In a recent analysis, the Global Trade Research Initiative (GTRI) forecasts a 3% rise in India’s exports, reaching ₹850 billion during the current fiscal year. This projection comes amidst evolving global trade dynamics, including the implementation of new climate-linked trade barriers.
The report highlights that while goods exports may experience stagnation, the services sector is expected to drive overall export growth. This divergence underscores the shifting landscape of international trade and the increasing importance of the services industry.
One of the key factors influencing the trade environment is the introduction of new trade barriers. The EU’s Carbon Border Adjustment Mechanism (CBAM) is cited as an example. Such measures are designed to address climate change but also pose new challenges for exporters. These barriers could potentially impact the competitiveness of Indian goods in the global market.
GTRI emphasizes the need for strategic interventions to bolster export performance. The organization recommends that the government review existing Free Trade Agreements (FTAs). This strategic review aims to identify opportunities to enhance market access and mitigate the negative effects of emerging trade barriers.
Key Takeaways:
- Exports Outlook: GTRI predicts a 3% growth in exports to ₹850 billion for the current fiscal year.

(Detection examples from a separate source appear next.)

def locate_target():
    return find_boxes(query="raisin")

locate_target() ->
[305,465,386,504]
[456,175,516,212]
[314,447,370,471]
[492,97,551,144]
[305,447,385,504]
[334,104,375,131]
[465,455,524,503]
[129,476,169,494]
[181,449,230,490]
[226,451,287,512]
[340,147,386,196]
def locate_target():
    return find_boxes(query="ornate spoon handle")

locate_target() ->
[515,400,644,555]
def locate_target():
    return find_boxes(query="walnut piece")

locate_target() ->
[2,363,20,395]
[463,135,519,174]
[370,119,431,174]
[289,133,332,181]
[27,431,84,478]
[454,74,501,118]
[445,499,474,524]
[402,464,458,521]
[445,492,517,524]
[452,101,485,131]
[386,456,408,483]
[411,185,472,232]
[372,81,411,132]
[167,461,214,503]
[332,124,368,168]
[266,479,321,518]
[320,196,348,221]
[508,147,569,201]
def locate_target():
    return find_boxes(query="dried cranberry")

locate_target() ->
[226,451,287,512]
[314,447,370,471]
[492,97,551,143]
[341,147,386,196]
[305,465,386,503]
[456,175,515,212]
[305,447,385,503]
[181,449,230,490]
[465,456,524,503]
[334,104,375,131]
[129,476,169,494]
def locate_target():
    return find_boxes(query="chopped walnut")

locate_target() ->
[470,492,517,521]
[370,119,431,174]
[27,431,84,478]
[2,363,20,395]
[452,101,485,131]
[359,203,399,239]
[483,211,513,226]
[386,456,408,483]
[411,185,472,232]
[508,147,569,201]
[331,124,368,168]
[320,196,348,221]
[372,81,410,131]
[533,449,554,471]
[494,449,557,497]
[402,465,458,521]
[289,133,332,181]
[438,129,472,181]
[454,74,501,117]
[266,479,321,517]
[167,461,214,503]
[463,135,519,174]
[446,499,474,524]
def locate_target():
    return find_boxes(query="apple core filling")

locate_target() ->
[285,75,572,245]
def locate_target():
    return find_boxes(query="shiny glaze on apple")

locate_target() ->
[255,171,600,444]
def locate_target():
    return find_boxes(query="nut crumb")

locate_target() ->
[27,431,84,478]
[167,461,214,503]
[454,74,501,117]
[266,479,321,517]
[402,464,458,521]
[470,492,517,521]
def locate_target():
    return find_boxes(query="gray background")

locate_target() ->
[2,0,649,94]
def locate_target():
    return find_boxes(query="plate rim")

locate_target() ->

- Goods vs. Services: Goods exports may remain flat, but services exports are expected to drive growth.
- Trade Barriers: New barriers like the EU’s CBAM are impacting trade dynamics.
- Policy Recommendation: GTRI urges a review of Free Trade Agreements to boost exports.
The analysis by GTRI provides a timely assessment of India’s export prospects, offering valuable insights for policymakers and businesses navigating the complexities of global trade. The focus on both challenges and opportunities underscores the need for proactive strategies to ensure sustained export growth in the face of evolving global conditions.